As I look back into my own history of following showbiz thingies, I say I haven’t been that much into it. I heard the name Rustom from a dormitory roommate in college who went semi-hysterical over him. Day and night it was Rustom in her breath coupled with occasional screams at the latest bit she finds about the actor. I looked at her and thought, “who the heck is that?!” Showbiz magazines were non-existent in our library; and there were no TVs and movies except in faculty homes where we sometimes got invited to. That boarding college we attended imposed extremely conservative practices of the denomination that runs it, and expected every student to adhere or they are out.
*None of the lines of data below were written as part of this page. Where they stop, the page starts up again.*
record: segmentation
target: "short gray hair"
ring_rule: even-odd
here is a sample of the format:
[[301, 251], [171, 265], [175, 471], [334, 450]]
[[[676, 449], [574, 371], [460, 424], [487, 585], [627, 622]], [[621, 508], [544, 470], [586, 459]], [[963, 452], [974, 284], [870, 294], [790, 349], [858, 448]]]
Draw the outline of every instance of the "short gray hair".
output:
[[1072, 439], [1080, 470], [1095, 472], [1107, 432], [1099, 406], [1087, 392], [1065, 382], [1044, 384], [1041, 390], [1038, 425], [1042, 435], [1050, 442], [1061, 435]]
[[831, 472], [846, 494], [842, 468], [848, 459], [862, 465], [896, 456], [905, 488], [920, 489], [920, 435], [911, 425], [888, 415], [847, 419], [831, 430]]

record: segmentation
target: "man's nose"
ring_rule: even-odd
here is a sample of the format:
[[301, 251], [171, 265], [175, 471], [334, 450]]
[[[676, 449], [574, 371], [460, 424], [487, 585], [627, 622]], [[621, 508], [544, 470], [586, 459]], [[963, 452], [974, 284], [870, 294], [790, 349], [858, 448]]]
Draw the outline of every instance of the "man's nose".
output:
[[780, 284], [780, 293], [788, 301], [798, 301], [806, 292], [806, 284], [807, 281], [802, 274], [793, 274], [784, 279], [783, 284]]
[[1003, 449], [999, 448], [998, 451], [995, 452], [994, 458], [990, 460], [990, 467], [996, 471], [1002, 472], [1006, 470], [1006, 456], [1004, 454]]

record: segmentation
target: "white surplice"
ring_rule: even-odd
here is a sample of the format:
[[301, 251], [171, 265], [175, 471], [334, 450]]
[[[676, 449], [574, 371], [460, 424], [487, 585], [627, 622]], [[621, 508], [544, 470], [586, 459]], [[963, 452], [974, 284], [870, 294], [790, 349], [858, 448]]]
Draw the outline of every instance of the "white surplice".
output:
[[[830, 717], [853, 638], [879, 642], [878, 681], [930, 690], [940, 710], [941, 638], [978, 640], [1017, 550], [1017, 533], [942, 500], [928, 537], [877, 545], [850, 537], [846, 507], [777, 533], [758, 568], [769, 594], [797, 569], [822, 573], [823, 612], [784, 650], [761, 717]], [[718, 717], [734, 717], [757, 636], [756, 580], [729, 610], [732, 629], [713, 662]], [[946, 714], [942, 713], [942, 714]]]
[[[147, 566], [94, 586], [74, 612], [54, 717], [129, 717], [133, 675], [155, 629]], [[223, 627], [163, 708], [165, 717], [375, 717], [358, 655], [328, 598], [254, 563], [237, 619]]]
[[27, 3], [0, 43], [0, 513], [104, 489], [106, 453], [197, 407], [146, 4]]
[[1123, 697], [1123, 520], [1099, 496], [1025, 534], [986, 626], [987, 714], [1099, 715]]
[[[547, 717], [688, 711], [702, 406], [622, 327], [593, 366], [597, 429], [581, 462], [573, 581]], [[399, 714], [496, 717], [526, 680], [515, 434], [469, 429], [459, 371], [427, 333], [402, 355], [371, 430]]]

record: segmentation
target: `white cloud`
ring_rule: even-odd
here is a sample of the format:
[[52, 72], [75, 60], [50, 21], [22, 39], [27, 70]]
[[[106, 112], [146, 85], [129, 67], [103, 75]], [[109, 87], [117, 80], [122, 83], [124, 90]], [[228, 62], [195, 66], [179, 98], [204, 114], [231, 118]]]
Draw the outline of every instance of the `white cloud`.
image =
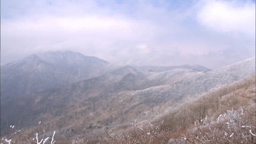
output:
[[210, 68], [223, 66], [219, 60], [228, 64], [255, 54], [255, 4], [250, 2], [38, 2], [1, 1], [1, 65], [58, 50], [122, 64]]
[[255, 4], [247, 1], [206, 1], [198, 14], [198, 21], [214, 30], [255, 34]]

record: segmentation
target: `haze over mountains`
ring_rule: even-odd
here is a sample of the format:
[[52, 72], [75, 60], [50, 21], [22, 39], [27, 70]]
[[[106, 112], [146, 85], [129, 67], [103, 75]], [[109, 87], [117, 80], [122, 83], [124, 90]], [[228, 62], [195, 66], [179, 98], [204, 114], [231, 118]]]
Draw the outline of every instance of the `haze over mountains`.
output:
[[218, 86], [255, 74], [255, 58], [222, 68], [199, 65], [115, 66], [72, 52], [33, 54], [1, 67], [1, 130], [114, 126], [154, 116]]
Fast forward almost two decades after graduation, out from that boarding school and into a whole new world of freedom which earlier I wasn’t that well-equipped to handle: my knowledge of screen celebs has not expanded enough to speak well on the subject. However, I
read reviews or when there’s a movie I particularly like, then I go read about the talents behind it. Gradschool talked about socially acceptable behavior towards members of society who are neither male nor female. Side discussions included restraint on using derogatory terms and even presented us with an analysis of offensive phrases and expressions about them.

Yesterday I watched BB Gandanghari on GMA news. The inner reason why I watched the clip is because she is Robin Padilla’s sibling. A few months ago, I found a way of filling my free time by spending it on youtube. I was missing Pinas; I wanted to hear pinoy singers so I clicked on Regine until I was led to her movie with Robin (Til I Met You). Now I’m as gaga over Robin as my old roommate was over Rustom. Hormones? Temporary insanity? It could be a mixture of both.

Robin’s comment on BB’s transformation was well, brotherly. Acceptance and understanding – Robin has it all for her. Now I am not heaping positive views on BB Gandanghari because I love her charming brother or because she is an attractive celebrity. I do not have anything against gays, lesbians, homosexuals, bi-sexuals, transvestites or what-else-is-there. Whether they are well-known figures or not I accord them the respect any human being deserves. No question. When a personal friend finally accepted his true sexuality (a gay after all these years!) and confessed to me about it, my reaction was, “So? … shall we get on with the party?”